Mr. Aftandilian is an independent consultant, writer, and lecturer, and is the faculty co-leader of Northeastern University’s summer studies program in Armenia, held at AUA.  He spent over 21 years in U.S. Government service, most recently on Capitol Hill where he was foreign policy advisor to Congressman Chris Van Hollen, professional staff member of the Senate Foreign Relations Committee. Mr. Aftandilian is a specialist in Armenian-American history.  He is author of the book, Armenia: Vision of a Republic. The Independence Lobby in America, 1918-1927, and “World War II as an Enhancer of Armenian-American Second Generation Identity”.

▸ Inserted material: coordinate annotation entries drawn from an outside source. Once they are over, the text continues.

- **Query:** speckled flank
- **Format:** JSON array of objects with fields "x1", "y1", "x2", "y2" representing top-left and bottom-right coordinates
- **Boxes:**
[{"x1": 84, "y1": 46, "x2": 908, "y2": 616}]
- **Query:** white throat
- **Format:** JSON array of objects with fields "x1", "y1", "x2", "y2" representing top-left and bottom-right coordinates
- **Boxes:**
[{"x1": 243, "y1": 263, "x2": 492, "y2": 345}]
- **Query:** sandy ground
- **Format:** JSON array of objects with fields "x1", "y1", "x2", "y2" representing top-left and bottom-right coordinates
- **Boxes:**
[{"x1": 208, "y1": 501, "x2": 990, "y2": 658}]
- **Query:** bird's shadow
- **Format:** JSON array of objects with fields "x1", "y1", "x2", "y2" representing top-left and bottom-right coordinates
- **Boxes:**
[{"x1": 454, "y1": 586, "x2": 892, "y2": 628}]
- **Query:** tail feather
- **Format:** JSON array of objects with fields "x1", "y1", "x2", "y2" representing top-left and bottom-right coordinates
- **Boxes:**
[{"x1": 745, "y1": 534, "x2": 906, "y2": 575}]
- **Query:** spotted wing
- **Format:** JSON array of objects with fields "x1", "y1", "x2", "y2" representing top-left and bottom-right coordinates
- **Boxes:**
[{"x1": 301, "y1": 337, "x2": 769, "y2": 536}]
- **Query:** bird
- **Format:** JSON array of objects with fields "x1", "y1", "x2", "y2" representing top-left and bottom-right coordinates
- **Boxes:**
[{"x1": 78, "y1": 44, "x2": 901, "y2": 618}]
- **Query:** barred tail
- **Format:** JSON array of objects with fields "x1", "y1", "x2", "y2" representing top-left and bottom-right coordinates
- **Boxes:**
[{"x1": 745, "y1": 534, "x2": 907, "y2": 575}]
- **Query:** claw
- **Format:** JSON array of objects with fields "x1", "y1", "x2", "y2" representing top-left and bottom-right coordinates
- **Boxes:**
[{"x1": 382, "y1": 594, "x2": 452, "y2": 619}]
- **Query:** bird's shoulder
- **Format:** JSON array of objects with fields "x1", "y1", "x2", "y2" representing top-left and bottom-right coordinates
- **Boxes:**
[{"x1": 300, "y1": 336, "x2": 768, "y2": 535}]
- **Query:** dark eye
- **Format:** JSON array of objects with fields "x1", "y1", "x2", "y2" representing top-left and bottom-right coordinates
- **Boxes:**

At the end of World War I, an Armenian-American lawyer named Vahan Cardashian organized an active lobby group called the American Committee for the Independence of Armenia, with the aim of securing U.S. assistance for the independent Armenia. 
“Vahan Cardashian, a prominent and well-connected lawyer at the time, came to realize that previous Armenian efforts to influence the Wilson Administration were not effective, and he decided to create a lobby group in 1918 called the American Committee for the Independence of Armenia, made up of prominent American political, religious, and educational leaders.  Cardashian was ultimately not successful in securing any tangible U.S. assistance for Armenian independence because of the delay in the treaty with the Ottoman Empire and the rise of isolationist sentiment in America, but he was a dedicated individual, deeply devoted to the Armenian Cause,” stated Mr. Aftandilian.
Mr. Aftandilian discussed the story of this lobby and why it ultimately failed. He compared the past to the present by analyzing the history of the American Committee for the Independence of Armenia and what can be learned from that lobby’s experience.